Histograms & Distributions

23 min Data Visualization

Histograms & Distributions

Histogram

Divide the range of data into equal-width bins. The height (or area) of each bar represents the frequency or relative frequency of values in that bin.

Key Bin-Width Formulas
  • Sturges' rule: $k = \lceil 1 + \log_2 n \rceil$
  • Square-root rule: $k = \lceil \sqrt{n} \rceil$

$k$ = number of bins, $n$ = number of data points.

Shape Descriptors
  • Symmetric: mean ≈ median, mirror image about center
  • Right-skewed: long tail to the right, mean > median
  • Left-skewed: long tail to the left, mean < median
  • Bimodal: two peaks
Density Curve

A smooth curve where the total area under it equals 1. The area over an interval gives the proportion of data in that range.

Example 1

Data: 12, 15, 17, 19, 21, 22, 25, 28, 30, 35. Use 5 bins of width 5 starting at 10.

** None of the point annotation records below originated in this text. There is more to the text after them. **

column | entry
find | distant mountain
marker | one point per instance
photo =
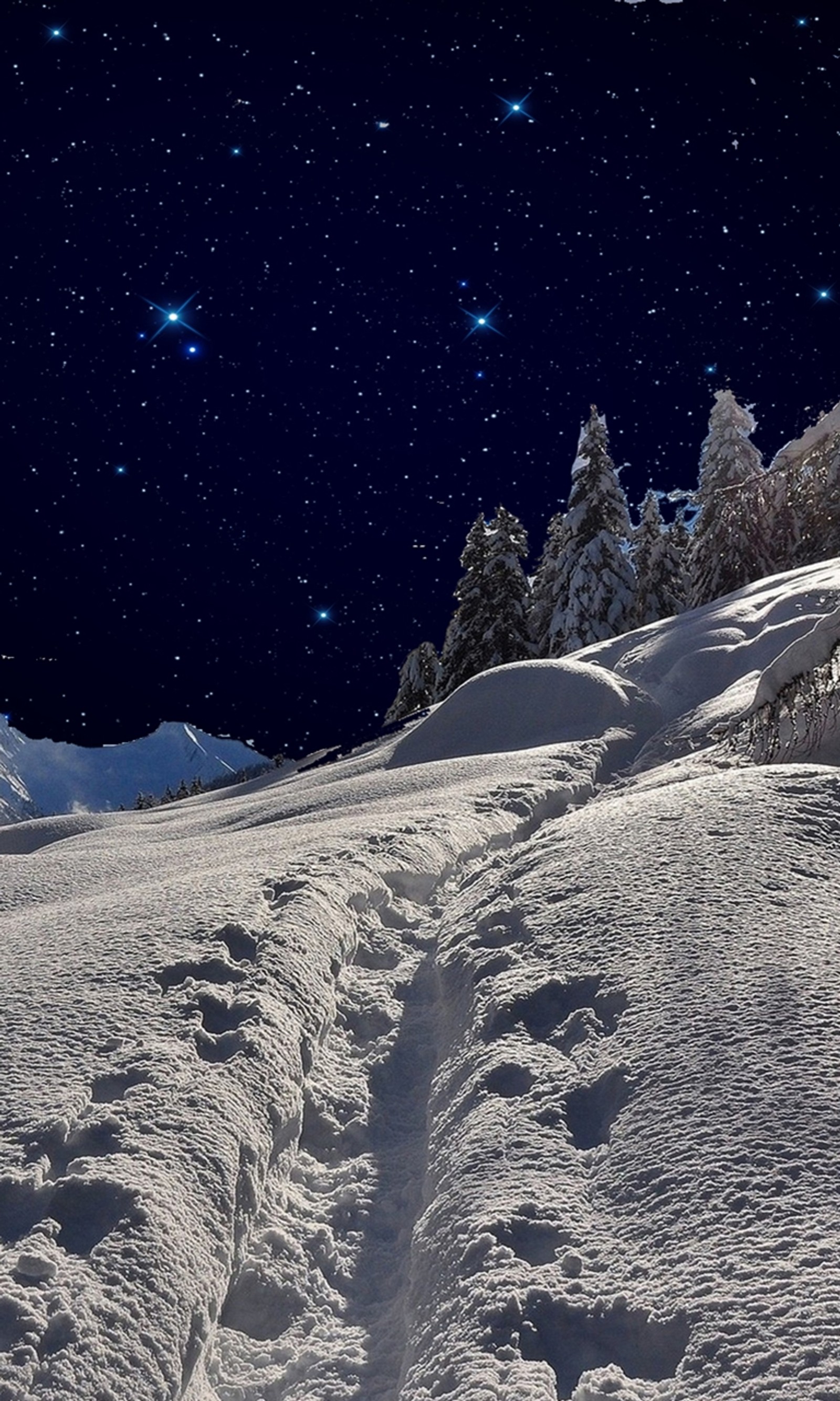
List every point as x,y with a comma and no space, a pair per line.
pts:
45,776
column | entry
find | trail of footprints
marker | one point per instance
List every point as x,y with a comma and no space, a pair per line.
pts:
569,1335
57,1207
331,1247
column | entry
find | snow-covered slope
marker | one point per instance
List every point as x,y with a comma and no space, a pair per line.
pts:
51,776
494,1075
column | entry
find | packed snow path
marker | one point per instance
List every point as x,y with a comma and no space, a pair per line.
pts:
452,1078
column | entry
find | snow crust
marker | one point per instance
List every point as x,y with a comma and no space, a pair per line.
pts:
52,776
526,705
484,1076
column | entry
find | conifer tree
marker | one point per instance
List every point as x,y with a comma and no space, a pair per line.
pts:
731,540
461,655
595,579
548,606
804,494
660,579
489,627
418,683
506,591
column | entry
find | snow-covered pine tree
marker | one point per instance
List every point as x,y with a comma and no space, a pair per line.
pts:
548,601
804,488
660,579
731,543
595,580
463,655
506,591
418,683
489,627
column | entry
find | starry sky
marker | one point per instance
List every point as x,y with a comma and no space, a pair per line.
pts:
290,300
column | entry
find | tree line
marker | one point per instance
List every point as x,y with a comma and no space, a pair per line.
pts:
600,575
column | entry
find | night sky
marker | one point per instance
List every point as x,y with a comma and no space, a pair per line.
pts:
646,195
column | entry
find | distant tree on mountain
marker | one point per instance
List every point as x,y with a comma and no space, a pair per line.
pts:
549,591
731,541
804,494
506,591
658,564
419,680
594,574
489,627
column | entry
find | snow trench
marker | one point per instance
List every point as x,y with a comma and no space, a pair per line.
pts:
510,1096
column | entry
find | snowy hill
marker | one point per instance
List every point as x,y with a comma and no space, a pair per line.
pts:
49,776
496,1062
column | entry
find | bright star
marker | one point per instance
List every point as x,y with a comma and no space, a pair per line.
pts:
516,108
481,321
171,317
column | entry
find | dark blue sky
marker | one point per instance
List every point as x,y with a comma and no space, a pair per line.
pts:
334,188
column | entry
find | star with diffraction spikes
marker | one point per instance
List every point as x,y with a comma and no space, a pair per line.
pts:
174,318
481,321
516,108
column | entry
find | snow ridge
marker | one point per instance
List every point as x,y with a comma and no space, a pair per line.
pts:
505,1076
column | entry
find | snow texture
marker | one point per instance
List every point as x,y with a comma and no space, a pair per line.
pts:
48,776
469,1074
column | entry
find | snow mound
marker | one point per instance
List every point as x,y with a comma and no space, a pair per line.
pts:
527,705
695,658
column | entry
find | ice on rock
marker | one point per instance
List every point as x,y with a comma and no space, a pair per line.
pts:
479,1078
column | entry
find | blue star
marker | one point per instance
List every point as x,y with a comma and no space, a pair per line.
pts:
173,318
516,108
481,321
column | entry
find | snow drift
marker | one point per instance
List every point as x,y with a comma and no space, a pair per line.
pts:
469,1075
526,705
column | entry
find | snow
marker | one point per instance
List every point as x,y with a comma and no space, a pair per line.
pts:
817,435
48,776
461,1068
526,705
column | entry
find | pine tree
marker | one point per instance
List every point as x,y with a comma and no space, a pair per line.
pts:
548,601
660,578
594,575
418,683
461,655
731,541
804,491
506,591
489,627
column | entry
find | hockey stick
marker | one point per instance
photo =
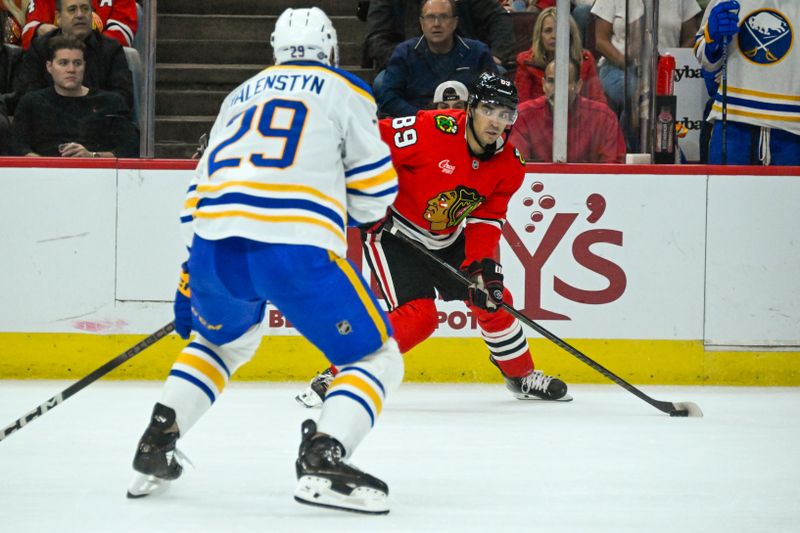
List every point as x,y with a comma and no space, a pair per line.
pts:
86,381
673,409
724,101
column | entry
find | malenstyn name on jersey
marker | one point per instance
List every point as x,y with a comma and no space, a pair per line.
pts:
280,82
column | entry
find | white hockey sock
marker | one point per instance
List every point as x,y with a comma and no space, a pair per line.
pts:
356,395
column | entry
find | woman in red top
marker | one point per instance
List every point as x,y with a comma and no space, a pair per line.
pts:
531,63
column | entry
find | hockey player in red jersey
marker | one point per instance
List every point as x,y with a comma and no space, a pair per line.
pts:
453,199
113,18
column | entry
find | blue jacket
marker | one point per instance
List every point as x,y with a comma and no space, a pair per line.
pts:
414,72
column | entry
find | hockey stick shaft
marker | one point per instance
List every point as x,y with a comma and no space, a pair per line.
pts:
81,384
725,101
683,409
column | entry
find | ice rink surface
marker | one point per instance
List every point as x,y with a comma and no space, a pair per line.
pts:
456,457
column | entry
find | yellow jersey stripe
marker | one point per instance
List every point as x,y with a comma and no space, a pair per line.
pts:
355,281
358,383
763,94
203,366
274,187
383,177
279,219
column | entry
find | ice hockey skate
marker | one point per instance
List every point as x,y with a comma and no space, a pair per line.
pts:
314,394
538,386
325,480
157,462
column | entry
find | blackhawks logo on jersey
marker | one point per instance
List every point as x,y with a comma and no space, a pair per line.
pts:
449,208
446,124
519,156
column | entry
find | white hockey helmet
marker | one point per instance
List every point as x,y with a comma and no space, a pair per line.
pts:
305,34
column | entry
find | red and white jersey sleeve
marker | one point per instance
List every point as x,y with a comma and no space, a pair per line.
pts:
443,188
118,18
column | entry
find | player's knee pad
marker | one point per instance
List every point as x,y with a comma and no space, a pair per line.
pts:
413,322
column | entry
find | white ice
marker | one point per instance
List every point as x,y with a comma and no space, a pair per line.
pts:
456,457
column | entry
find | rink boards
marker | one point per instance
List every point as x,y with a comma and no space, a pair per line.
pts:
673,275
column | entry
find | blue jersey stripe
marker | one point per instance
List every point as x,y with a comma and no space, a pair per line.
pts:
367,168
370,376
273,203
209,352
194,381
390,190
355,398
756,104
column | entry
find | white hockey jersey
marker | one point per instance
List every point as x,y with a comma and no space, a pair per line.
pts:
763,65
293,157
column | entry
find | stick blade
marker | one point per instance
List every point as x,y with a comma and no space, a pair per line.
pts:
686,409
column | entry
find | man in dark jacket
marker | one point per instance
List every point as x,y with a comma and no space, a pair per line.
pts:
69,119
418,66
106,66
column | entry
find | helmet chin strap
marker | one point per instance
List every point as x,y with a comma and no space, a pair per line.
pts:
488,149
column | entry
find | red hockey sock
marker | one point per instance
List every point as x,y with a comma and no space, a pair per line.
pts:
413,322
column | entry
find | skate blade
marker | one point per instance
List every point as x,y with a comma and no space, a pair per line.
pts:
522,396
313,490
309,399
144,485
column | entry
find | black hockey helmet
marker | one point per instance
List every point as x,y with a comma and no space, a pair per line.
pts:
492,89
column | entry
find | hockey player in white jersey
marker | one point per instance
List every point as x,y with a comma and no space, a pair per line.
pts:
762,99
294,157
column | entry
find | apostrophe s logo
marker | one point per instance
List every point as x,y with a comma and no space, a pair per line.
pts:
765,36
519,156
446,124
449,208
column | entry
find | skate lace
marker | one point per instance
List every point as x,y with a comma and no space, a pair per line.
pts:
535,381
179,457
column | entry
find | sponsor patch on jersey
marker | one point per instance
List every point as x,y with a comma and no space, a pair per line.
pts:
519,156
446,124
765,36
449,208
446,166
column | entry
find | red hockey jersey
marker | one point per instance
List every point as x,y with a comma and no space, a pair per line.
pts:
443,188
117,19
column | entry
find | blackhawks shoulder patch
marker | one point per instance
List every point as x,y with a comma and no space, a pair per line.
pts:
446,123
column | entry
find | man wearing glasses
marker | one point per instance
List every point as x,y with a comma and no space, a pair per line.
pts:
418,65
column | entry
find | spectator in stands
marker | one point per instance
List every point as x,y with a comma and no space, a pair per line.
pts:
418,65
593,132
531,63
678,21
451,94
14,20
390,22
106,66
70,119
581,12
116,19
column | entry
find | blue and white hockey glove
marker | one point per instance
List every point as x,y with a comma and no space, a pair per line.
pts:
183,305
486,290
722,24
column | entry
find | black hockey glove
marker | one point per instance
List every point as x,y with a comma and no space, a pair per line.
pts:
183,305
486,290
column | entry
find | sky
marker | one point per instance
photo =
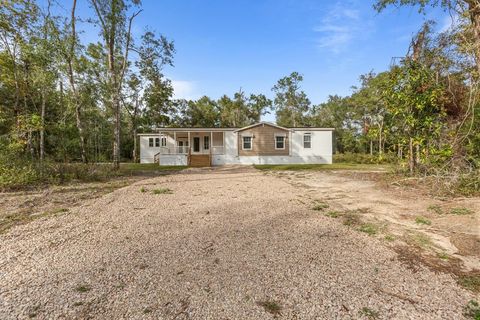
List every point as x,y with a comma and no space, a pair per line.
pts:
222,45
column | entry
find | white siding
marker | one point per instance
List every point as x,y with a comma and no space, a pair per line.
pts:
173,160
148,153
319,153
321,146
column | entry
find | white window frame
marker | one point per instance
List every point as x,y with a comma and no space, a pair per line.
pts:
206,142
243,143
310,142
284,138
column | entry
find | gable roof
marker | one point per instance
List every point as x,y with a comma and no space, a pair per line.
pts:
262,123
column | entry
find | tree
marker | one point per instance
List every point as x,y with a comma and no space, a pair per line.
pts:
462,8
291,104
116,33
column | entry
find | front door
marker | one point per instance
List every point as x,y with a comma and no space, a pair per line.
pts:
196,144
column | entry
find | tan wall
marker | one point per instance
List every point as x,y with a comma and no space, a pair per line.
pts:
263,141
217,139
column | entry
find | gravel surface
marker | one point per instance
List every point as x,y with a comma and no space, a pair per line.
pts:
228,243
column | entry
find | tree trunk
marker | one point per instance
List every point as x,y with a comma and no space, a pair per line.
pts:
116,132
411,156
474,12
42,129
417,153
76,98
81,135
135,158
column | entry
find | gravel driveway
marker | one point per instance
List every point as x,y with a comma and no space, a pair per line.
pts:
228,243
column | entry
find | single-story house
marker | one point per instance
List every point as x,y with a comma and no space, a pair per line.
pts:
260,143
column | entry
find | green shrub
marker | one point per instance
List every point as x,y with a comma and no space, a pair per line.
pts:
423,220
363,158
162,191
460,211
319,206
368,228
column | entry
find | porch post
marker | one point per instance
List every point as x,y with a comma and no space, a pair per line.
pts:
175,142
290,135
160,145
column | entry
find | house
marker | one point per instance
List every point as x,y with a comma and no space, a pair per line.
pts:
260,143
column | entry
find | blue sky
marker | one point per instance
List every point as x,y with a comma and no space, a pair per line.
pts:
223,45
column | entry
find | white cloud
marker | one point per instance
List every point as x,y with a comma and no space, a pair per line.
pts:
339,28
185,89
449,22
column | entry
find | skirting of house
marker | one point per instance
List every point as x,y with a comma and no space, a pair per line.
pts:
219,160
261,143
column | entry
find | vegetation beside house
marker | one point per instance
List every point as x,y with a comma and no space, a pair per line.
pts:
64,100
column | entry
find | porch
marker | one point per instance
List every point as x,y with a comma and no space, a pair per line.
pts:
192,147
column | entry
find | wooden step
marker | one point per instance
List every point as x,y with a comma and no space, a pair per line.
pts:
200,160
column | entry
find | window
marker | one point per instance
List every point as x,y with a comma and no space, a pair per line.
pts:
307,140
247,143
206,142
279,142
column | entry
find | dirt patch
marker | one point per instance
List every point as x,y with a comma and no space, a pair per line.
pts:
25,206
445,230
467,244
228,243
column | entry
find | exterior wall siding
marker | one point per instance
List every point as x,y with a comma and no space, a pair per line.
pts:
263,152
263,141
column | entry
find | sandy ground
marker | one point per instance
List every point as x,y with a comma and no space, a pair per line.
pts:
231,243
394,210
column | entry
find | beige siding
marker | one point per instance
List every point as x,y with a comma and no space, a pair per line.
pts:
217,139
263,141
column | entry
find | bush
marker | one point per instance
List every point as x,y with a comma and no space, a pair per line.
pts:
363,158
18,172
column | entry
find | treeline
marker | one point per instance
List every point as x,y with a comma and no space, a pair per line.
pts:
65,100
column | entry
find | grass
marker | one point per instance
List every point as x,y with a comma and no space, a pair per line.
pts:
389,238
147,310
472,310
470,282
350,218
369,313
332,214
319,206
271,306
422,220
320,167
140,168
368,228
460,211
162,191
419,239
435,208
83,288
443,256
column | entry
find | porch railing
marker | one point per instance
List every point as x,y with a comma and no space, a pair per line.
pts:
185,150
174,150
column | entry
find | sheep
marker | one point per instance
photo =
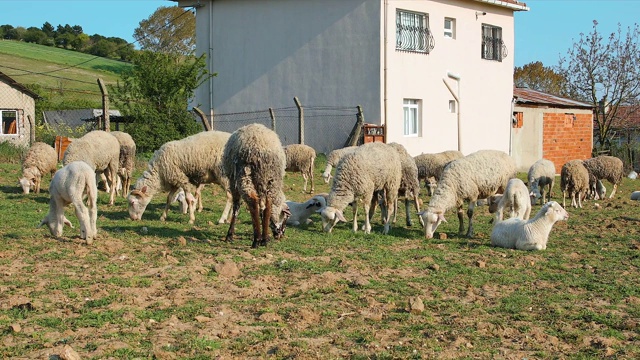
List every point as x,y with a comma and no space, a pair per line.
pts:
574,182
127,159
530,234
515,199
255,162
370,168
432,165
70,185
101,151
606,167
40,159
300,212
301,158
332,160
182,164
475,176
541,174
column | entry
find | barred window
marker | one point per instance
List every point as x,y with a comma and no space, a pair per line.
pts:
412,32
493,47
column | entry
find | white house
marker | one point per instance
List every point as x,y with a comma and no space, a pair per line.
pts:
438,74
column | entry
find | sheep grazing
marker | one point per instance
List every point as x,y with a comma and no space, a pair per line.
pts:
182,164
70,185
40,159
542,174
475,176
574,182
254,161
301,158
432,165
332,160
127,159
530,234
101,151
515,200
300,212
372,167
606,167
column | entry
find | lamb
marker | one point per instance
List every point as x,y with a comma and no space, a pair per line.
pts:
300,212
530,234
574,182
370,168
182,164
39,160
70,185
101,151
255,162
607,167
541,174
301,158
332,160
475,176
515,199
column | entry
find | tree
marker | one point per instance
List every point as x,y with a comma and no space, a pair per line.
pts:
606,74
154,95
168,30
536,76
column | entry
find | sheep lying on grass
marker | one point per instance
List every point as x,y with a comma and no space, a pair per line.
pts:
39,160
70,185
530,234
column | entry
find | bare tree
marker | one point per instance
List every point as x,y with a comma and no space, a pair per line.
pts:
605,73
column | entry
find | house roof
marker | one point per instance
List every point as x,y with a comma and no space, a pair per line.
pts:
525,96
16,85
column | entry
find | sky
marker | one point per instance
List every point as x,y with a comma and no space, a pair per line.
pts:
544,33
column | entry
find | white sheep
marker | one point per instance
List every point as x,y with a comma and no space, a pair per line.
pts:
332,160
370,168
473,177
532,234
40,159
182,164
301,158
254,161
542,174
574,182
70,185
101,151
606,167
300,212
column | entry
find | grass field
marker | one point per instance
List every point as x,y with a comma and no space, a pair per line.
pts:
169,290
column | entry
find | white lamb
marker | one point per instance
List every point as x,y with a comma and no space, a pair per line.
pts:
530,234
70,185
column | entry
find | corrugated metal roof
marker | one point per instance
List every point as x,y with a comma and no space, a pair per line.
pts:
526,96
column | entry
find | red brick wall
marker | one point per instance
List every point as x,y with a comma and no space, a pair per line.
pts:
566,137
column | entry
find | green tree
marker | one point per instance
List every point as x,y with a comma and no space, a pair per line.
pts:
536,76
154,95
170,30
604,73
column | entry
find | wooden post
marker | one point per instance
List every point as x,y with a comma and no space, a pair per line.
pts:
105,106
300,121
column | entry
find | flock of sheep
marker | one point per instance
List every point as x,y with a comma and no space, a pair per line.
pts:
250,165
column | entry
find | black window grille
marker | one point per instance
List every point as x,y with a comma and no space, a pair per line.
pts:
413,33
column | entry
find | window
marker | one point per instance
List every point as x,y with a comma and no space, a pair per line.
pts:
411,113
492,46
412,32
450,28
9,122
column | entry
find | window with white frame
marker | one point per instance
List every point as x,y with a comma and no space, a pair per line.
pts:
411,117
412,32
8,122
450,28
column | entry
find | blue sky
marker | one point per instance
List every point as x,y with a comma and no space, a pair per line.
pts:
542,34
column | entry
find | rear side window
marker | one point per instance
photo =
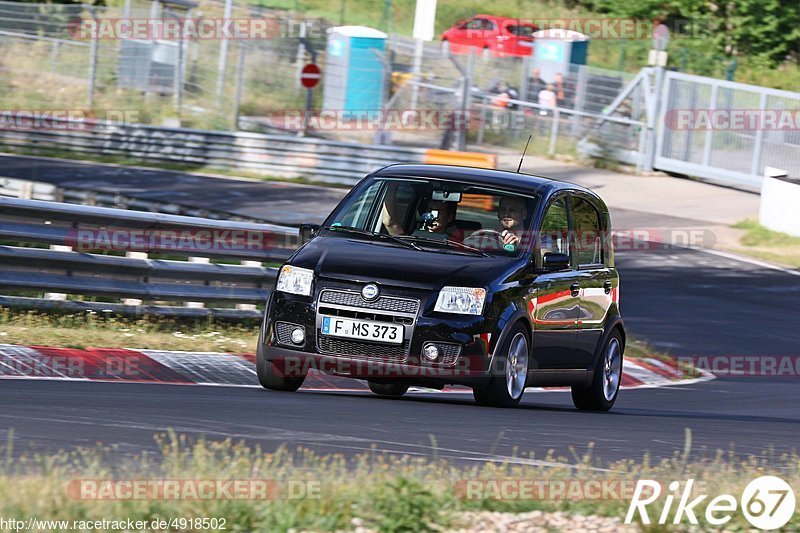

Bins: [10,15): 2, [15,20): 2, [20,25): 2, [25,30): 2, [30,35]: 2. Uniform distribution.

Example 2

A histogram has most bars on the left with a long tail to the right. Describe the skew.

Right-skewed (positively skewed). Mean > median.

Example 3

$n = 100$ data points. How many bins by Sturges' rule?

$k = \lceil 1 + \log_2 100 \rceil = \lceil 1 + 6.64 \rceil = 8$.

Practice Problems

1. What axis shows frequency in a histogram?
2. Sturges' bins for $n = 50$?
3. Square-root bins for $n = 64$?
4. Describe: histogram with two peaks.
5. Income data is typically what skew?
6. Relative frequency histogram: what do bar heights sum to?
7. What happens if bins are too wide?
8. What happens if bins are too narrow?
9. Can a histogram have gaps between bars?
10. Density histogram: area of a bar = ?
11. Stem-and-leaf vs. histogram: advantage?
12. Normal distribution: shape?
Show Answer Key

1. The vertical axis (y-axis)

2. $\lceil 1+\log_2 50 \rceil = \lceil 6.64 \rceil = 7$

3. $\lceil \sqrt{64} \rceil = 8$

4. Bimodal

5. Right-skewed (few very high earners)

6. 1 (100%)

7. Detail is lost; distribution looks flat

8. Too noisy; bars are ragged

9. No — only if a bin truly has zero frequency (empty bin)

10. Proportion (relative frequency) in that bin

11. Preserves individual data values

12. Symmetric, bell-shaped